Вот уж когда по-настоящему для нас начался голодный ужас, ведь Фрунзе был набит беженцами. Киргизы относились к нам, как к чужакам. Хозяин, у которого мы жили, ловил собак, жарил их — готовил такую еду. Мама покупала очень мелкую картошку, варила прямо в кожуре, и мы ее ели. Она устроилась на работу, где каждый день давали один бидон «затирухи» (это подсоленная похлебка из воды с кусочками растертого теста). Хлеб давали по карточкам, и на него мы просто молились. Когда освободили Украину, вся наша семья вернулась в Ромны. Голод окончился. Украина есть Украина — одежды не было, зато была еда.

Началось босоногое детство, игры в войну, лазание по деревьям, занятия в настоящей школе. Довоенная наша квартира осталась цела (она была хорошая, «комсоставная»), но в нее уже вселилась другая семья из местной власти — нам ее так и не вернули, а поселили в большущей комнате в общем доме. Рядом, в одну из комнат этого дома, въехал какой-то военный и заполнил ее добром, награбленным в Германии. Там была куча всего, даже два пианино. Я уговорила маму купить одно из них, и он нам продал его за гроши. Мы с сестрами научились понемногу играть. Учила нас соседка (ведь она знала ноты!).

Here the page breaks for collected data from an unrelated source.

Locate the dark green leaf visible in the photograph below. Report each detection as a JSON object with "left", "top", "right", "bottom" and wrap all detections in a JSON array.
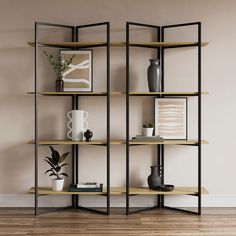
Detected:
[
  {"left": 60, "top": 173, "right": 68, "bottom": 177},
  {"left": 44, "top": 159, "right": 55, "bottom": 169},
  {"left": 44, "top": 169, "right": 54, "bottom": 175},
  {"left": 60, "top": 163, "right": 68, "bottom": 168},
  {"left": 59, "top": 152, "right": 69, "bottom": 163},
  {"left": 49, "top": 173, "right": 57, "bottom": 177},
  {"left": 49, "top": 146, "right": 55, "bottom": 153},
  {"left": 53, "top": 150, "right": 60, "bottom": 163},
  {"left": 55, "top": 166, "right": 61, "bottom": 172},
  {"left": 45, "top": 156, "right": 57, "bottom": 166}
]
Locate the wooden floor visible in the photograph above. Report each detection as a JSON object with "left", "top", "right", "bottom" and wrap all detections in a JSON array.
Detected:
[{"left": 0, "top": 208, "right": 236, "bottom": 235}]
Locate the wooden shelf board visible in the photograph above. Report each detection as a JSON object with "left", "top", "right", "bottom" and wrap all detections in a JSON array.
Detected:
[
  {"left": 28, "top": 187, "right": 123, "bottom": 195},
  {"left": 28, "top": 41, "right": 208, "bottom": 48},
  {"left": 28, "top": 139, "right": 124, "bottom": 145},
  {"left": 28, "top": 186, "right": 208, "bottom": 196},
  {"left": 130, "top": 42, "right": 208, "bottom": 47},
  {"left": 27, "top": 91, "right": 123, "bottom": 96},
  {"left": 27, "top": 91, "right": 208, "bottom": 96},
  {"left": 28, "top": 139, "right": 208, "bottom": 145},
  {"left": 125, "top": 187, "right": 208, "bottom": 195},
  {"left": 129, "top": 91, "right": 209, "bottom": 95},
  {"left": 130, "top": 140, "right": 208, "bottom": 145}
]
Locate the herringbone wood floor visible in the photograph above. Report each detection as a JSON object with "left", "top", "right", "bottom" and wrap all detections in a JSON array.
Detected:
[{"left": 0, "top": 208, "right": 235, "bottom": 235}]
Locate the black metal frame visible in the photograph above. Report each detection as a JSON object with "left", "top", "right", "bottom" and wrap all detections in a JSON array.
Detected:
[
  {"left": 34, "top": 21, "right": 110, "bottom": 215},
  {"left": 125, "top": 21, "right": 202, "bottom": 215},
  {"left": 126, "top": 22, "right": 161, "bottom": 215}
]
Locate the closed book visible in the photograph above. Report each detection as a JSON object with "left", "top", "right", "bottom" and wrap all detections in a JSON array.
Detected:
[
  {"left": 68, "top": 184, "right": 103, "bottom": 192},
  {"left": 77, "top": 183, "right": 100, "bottom": 188},
  {"left": 132, "top": 135, "right": 164, "bottom": 142}
]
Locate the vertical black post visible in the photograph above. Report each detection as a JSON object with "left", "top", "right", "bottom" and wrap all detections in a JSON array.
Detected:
[
  {"left": 126, "top": 22, "right": 130, "bottom": 215},
  {"left": 74, "top": 26, "right": 79, "bottom": 208},
  {"left": 197, "top": 22, "right": 202, "bottom": 215},
  {"left": 34, "top": 21, "right": 39, "bottom": 215},
  {"left": 160, "top": 26, "right": 165, "bottom": 208},
  {"left": 156, "top": 26, "right": 161, "bottom": 208},
  {"left": 106, "top": 22, "right": 111, "bottom": 215},
  {"left": 71, "top": 95, "right": 78, "bottom": 208}
]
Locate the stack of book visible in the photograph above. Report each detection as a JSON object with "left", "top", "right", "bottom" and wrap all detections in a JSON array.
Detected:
[
  {"left": 132, "top": 135, "right": 164, "bottom": 142},
  {"left": 68, "top": 182, "right": 103, "bottom": 192}
]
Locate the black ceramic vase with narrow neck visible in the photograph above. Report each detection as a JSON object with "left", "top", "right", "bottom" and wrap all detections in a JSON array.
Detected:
[
  {"left": 147, "top": 165, "right": 163, "bottom": 189},
  {"left": 147, "top": 59, "right": 161, "bottom": 92}
]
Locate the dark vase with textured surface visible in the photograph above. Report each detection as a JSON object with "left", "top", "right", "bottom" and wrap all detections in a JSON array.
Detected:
[
  {"left": 84, "top": 129, "right": 93, "bottom": 142},
  {"left": 147, "top": 59, "right": 161, "bottom": 92},
  {"left": 147, "top": 165, "right": 163, "bottom": 189},
  {"left": 56, "top": 77, "right": 64, "bottom": 92}
]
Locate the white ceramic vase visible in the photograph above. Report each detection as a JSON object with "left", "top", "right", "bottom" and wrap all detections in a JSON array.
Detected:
[
  {"left": 67, "top": 110, "right": 88, "bottom": 141},
  {"left": 143, "top": 128, "right": 154, "bottom": 137},
  {"left": 52, "top": 179, "right": 64, "bottom": 192}
]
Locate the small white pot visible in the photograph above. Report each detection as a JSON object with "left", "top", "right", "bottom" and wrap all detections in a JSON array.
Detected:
[
  {"left": 52, "top": 178, "right": 64, "bottom": 192},
  {"left": 143, "top": 127, "right": 154, "bottom": 137}
]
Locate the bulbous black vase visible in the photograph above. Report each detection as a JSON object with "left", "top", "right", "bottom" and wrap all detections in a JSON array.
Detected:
[
  {"left": 84, "top": 129, "right": 93, "bottom": 142},
  {"left": 147, "top": 165, "right": 163, "bottom": 189}
]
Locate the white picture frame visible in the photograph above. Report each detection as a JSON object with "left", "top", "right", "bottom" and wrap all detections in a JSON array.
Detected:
[
  {"left": 60, "top": 50, "right": 93, "bottom": 91},
  {"left": 154, "top": 98, "right": 187, "bottom": 140}
]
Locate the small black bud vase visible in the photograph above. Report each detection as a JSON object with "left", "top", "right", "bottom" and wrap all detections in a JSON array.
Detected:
[
  {"left": 56, "top": 77, "right": 64, "bottom": 92},
  {"left": 147, "top": 59, "right": 161, "bottom": 92},
  {"left": 147, "top": 165, "right": 162, "bottom": 189},
  {"left": 84, "top": 129, "right": 93, "bottom": 142}
]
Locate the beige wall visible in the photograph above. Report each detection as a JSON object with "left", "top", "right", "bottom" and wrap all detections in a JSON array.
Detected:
[{"left": 0, "top": 0, "right": 235, "bottom": 207}]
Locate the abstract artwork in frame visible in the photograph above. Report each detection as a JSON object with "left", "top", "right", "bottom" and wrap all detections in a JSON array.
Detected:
[
  {"left": 60, "top": 50, "right": 93, "bottom": 91},
  {"left": 154, "top": 98, "right": 187, "bottom": 140}
]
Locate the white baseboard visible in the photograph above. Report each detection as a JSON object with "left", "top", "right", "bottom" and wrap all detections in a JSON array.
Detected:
[{"left": 0, "top": 194, "right": 236, "bottom": 207}]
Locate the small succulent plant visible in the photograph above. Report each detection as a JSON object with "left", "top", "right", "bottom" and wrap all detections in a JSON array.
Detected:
[{"left": 143, "top": 123, "right": 154, "bottom": 128}]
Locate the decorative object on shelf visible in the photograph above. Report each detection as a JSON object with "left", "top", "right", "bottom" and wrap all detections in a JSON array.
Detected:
[
  {"left": 156, "top": 184, "right": 175, "bottom": 192},
  {"left": 44, "top": 146, "right": 69, "bottom": 192},
  {"left": 84, "top": 129, "right": 93, "bottom": 142},
  {"left": 43, "top": 50, "right": 75, "bottom": 92},
  {"left": 147, "top": 165, "right": 163, "bottom": 189},
  {"left": 147, "top": 59, "right": 161, "bottom": 92},
  {"left": 142, "top": 123, "right": 154, "bottom": 137},
  {"left": 60, "top": 50, "right": 93, "bottom": 92},
  {"left": 154, "top": 98, "right": 187, "bottom": 139},
  {"left": 132, "top": 135, "right": 163, "bottom": 142},
  {"left": 67, "top": 110, "right": 88, "bottom": 141},
  {"left": 68, "top": 183, "right": 103, "bottom": 192}
]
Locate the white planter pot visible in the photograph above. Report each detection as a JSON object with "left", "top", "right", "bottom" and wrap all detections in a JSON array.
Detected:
[
  {"left": 52, "top": 178, "right": 64, "bottom": 192},
  {"left": 143, "top": 127, "right": 154, "bottom": 137}
]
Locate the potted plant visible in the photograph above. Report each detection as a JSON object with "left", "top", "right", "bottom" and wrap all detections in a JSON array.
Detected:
[
  {"left": 143, "top": 123, "right": 154, "bottom": 137},
  {"left": 44, "top": 146, "right": 69, "bottom": 191},
  {"left": 44, "top": 50, "right": 75, "bottom": 92}
]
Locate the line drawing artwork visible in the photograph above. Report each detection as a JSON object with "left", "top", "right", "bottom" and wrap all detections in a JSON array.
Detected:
[{"left": 61, "top": 50, "right": 93, "bottom": 91}]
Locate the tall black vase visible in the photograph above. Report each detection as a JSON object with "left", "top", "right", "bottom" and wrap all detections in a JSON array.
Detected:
[
  {"left": 147, "top": 165, "right": 162, "bottom": 189},
  {"left": 147, "top": 59, "right": 161, "bottom": 92}
]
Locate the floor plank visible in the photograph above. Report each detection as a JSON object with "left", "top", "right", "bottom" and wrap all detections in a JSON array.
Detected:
[{"left": 0, "top": 208, "right": 235, "bottom": 235}]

… После школы я поступила в Воронежский пединститут, где и познакомилась с тобой, моя Зиночка.
Сегодня мы проживаем в Солт-Лейк-Сити, но внимательно следим за событиями не только у нас, в США, но и в России, на Украине. Очень тяжелая ситуация везде. Но лишь бы не война… Не дай Бог. Пусть в каждой стране, на каждом континенте будет мирная жизнь и мирное небо над головой!»

Диамара Георгиевна Боханько»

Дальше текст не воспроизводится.